Boy on the Street

A 14-year-old boy was brought this morning by his mother to the Repheka Clinic at Pernier, with fever, headache, and weakness as chief complaints. The mother was quick to say that the boy is mentally ill. She said that he ran away from home for two months, and that while on the street he had diarrhea and vomiting for two weeks and lived literally in a car. She seemed very concerned about not just the boy’s sickness, but his craving for the street. She was probably asking why his boy refused to stay home, like a normal child. She’d certainly welcome any help from a therapist or social worker to make his boy stay put.

This boy is perhaps one of those boys seen on street corners, a dirty towel in hand, sweeping cars for spare change. They may call that working, but it’s more like an indirect way of begging. Drivers despise them; some are simply scared of them, fearing that anytime they could pull a handgun and make you cough up any money you have. These boys choose living on the streets, where they can make some money, over living at home, deprived of food, but under the protective eyes of their parents. True, they’ll make money, maybe more than their parents would ever have, but at what price? On the street, they don’t go to schools, so they’re heading straight to a life of professional beggars or, worst, thugs and gang members. Plus, they have to fend for themselves, pay or fight for a place to sleep, and find a way to get health care if they become sick.

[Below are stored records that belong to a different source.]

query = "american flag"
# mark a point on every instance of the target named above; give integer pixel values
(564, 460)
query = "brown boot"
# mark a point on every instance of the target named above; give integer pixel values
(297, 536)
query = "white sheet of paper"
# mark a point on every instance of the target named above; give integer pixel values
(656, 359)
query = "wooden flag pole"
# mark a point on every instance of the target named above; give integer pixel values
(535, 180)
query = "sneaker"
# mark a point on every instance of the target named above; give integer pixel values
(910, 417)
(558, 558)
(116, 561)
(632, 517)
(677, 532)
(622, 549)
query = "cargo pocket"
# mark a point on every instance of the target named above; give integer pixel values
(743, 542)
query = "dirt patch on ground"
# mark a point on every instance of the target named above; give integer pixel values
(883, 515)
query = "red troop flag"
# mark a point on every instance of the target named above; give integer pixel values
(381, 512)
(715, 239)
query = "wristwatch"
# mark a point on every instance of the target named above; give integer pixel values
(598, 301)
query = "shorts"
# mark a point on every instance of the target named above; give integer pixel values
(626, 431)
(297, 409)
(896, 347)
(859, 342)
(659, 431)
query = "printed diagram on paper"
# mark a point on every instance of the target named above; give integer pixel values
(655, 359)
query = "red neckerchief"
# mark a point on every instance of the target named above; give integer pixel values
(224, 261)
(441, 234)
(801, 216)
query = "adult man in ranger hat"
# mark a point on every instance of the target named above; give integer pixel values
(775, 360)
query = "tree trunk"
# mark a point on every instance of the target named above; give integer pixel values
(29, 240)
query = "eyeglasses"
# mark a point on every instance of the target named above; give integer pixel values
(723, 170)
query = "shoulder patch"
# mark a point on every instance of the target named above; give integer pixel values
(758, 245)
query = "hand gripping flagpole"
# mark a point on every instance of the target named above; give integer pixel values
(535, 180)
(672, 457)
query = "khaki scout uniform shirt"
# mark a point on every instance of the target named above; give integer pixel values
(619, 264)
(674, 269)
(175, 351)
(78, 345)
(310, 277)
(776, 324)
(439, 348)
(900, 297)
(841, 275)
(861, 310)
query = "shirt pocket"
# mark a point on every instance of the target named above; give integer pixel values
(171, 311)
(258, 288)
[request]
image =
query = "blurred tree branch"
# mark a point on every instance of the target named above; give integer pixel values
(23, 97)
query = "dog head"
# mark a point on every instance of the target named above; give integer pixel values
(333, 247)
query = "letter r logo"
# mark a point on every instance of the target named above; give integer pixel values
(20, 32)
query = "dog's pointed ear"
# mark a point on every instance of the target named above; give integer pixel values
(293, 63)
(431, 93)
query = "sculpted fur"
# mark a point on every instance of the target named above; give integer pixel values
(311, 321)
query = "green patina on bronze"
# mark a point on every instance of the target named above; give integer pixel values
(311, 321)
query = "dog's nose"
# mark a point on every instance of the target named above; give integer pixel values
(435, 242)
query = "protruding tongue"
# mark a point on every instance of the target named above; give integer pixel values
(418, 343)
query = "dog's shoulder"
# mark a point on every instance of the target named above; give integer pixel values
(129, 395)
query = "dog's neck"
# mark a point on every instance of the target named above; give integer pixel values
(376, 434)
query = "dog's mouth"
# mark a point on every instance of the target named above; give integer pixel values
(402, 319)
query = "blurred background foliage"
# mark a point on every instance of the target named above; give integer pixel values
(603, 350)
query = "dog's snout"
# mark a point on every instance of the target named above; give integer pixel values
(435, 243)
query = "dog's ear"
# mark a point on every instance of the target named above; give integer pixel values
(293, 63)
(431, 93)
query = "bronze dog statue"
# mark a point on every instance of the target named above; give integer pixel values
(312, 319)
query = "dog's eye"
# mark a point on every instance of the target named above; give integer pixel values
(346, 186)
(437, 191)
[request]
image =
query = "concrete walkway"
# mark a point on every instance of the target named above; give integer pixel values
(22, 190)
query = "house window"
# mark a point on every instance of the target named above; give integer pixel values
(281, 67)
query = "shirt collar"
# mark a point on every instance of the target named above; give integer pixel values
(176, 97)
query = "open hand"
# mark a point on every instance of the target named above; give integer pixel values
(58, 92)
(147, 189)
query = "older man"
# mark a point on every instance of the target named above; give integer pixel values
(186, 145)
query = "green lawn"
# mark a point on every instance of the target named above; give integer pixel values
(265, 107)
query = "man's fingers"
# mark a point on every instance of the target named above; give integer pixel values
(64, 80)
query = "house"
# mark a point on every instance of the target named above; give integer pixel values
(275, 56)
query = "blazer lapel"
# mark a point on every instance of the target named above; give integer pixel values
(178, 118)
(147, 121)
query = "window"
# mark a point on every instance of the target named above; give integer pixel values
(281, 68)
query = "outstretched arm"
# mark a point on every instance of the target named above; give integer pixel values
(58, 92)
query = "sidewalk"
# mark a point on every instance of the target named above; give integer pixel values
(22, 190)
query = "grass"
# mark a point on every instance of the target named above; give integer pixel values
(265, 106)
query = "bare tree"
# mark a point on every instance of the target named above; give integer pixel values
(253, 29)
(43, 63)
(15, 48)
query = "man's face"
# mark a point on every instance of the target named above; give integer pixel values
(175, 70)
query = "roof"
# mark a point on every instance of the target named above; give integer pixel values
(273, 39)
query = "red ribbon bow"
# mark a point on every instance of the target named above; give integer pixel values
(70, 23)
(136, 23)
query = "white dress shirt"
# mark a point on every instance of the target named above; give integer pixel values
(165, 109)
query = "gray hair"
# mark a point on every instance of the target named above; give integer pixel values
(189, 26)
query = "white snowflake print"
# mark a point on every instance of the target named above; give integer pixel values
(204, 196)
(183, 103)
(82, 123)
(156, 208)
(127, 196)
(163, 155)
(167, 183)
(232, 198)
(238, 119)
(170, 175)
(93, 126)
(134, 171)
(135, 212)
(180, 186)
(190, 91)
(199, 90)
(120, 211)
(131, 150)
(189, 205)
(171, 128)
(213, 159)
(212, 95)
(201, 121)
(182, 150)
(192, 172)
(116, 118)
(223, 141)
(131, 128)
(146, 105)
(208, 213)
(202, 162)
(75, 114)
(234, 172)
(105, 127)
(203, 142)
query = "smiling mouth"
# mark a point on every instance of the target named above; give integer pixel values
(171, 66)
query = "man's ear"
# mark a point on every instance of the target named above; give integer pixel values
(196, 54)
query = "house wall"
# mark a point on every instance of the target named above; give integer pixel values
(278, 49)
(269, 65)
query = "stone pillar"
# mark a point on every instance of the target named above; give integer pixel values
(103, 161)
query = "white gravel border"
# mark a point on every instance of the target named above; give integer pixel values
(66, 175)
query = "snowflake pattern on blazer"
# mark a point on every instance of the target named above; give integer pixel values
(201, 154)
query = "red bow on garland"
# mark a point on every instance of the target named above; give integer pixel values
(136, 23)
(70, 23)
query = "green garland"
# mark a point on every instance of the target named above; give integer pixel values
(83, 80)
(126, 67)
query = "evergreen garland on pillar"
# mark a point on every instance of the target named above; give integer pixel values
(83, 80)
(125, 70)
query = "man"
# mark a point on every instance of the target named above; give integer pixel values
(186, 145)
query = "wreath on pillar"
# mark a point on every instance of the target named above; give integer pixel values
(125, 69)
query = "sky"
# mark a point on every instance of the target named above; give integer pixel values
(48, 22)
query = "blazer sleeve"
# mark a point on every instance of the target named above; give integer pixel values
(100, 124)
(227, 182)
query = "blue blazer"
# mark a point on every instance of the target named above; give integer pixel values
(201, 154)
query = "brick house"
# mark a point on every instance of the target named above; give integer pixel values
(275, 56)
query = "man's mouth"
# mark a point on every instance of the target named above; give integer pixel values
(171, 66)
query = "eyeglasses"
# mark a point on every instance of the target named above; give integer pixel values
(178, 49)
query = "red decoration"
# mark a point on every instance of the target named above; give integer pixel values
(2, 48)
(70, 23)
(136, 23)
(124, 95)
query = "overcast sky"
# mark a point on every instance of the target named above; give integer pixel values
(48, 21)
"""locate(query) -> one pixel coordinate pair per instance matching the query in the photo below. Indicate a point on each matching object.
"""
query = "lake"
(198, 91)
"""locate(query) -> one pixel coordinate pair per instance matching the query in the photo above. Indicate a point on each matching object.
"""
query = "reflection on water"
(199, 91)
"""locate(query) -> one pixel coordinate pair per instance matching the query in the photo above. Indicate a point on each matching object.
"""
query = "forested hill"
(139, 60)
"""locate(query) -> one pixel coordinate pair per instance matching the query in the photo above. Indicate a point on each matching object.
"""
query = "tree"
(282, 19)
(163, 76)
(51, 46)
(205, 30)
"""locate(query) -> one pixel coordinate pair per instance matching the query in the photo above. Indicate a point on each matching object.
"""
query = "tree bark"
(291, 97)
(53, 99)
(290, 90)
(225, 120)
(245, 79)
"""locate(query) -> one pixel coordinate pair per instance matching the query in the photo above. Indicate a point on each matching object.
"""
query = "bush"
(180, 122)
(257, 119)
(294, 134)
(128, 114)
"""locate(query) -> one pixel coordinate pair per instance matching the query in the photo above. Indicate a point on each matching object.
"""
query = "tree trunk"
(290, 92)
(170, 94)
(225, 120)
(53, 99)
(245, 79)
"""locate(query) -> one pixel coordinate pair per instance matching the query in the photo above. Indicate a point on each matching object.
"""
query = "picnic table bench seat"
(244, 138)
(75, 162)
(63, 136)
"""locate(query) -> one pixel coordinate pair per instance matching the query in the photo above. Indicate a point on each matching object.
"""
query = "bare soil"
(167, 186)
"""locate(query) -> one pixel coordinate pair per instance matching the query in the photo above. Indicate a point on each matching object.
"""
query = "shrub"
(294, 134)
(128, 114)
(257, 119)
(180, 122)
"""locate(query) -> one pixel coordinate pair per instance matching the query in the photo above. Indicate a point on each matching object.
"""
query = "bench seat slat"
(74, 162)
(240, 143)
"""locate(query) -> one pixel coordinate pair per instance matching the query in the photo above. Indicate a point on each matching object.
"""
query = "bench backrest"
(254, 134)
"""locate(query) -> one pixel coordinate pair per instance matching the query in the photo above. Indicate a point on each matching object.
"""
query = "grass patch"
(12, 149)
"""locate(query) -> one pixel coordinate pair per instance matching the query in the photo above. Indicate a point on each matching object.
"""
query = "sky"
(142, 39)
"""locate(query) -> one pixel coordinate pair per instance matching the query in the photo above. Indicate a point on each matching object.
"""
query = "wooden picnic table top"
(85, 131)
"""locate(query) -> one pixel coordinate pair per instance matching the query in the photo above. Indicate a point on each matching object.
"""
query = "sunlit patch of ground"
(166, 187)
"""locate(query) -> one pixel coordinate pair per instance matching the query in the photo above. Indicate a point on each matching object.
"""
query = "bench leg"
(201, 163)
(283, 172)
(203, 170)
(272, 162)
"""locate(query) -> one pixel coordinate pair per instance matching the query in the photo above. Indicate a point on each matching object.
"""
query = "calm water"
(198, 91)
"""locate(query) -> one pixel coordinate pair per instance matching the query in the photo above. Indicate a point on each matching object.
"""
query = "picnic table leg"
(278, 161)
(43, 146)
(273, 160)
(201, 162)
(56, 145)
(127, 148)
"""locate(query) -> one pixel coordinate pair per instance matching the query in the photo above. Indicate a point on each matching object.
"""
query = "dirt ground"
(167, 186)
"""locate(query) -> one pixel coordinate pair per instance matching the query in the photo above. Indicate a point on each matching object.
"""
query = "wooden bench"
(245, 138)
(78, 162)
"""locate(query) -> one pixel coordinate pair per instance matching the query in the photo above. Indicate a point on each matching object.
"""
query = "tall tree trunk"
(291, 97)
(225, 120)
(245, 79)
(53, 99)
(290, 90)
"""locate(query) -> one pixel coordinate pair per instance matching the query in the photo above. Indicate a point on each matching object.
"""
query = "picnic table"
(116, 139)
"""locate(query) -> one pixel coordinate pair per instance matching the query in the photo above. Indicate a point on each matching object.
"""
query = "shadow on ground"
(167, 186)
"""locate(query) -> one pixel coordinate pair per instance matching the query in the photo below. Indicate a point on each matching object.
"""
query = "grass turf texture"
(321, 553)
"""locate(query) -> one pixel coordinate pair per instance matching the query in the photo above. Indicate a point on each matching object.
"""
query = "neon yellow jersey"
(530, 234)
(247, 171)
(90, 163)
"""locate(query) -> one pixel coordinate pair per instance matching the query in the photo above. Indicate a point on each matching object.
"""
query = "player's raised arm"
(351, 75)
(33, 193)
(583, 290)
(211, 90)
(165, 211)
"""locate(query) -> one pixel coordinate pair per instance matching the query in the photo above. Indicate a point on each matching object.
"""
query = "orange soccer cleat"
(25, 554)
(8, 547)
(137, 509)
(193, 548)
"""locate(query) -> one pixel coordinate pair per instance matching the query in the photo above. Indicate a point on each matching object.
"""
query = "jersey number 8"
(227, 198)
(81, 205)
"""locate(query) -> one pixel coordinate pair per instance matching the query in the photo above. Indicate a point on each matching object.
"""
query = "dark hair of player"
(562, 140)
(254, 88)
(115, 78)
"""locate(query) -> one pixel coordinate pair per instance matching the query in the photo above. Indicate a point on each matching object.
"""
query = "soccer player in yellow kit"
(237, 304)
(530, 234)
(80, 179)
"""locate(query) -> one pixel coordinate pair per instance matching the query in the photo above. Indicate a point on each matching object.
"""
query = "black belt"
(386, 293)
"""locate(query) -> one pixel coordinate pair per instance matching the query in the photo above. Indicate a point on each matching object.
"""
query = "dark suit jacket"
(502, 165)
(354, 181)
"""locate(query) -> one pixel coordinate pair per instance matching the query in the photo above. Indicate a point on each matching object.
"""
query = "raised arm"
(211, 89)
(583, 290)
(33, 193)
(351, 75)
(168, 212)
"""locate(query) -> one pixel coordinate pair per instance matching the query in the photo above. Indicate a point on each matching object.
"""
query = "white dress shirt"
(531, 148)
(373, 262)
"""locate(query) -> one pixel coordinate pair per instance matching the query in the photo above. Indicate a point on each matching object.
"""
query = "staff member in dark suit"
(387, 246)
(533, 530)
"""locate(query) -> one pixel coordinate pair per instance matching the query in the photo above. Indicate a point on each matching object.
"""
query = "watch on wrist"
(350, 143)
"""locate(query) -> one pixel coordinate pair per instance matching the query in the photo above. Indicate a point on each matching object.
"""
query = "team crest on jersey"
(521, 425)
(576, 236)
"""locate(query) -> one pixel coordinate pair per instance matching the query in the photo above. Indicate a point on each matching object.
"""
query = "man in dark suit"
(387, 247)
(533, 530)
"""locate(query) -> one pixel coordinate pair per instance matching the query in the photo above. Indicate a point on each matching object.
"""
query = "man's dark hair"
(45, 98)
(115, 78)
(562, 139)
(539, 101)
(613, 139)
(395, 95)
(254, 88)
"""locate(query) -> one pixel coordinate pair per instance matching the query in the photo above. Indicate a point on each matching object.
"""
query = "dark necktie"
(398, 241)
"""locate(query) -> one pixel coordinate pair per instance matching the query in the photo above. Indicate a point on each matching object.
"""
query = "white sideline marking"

My patient did get sick, and he had to return home, so his mother could take care of him. After getting some IV fluids and antibiotics, he was sent home with his mom. Once he gets better, how long will it take before he leaves home again for the street?

As any other Haitians, boys on the street need access to dignified and quality health care, not just medical care, but mental care as well. We should consider having a rehabilitation center for troubled youth, where they will receive educational and vocational support, so that, when they turn 18, they’ll be ready to integrate the larger society and make a decent and law-abiding living.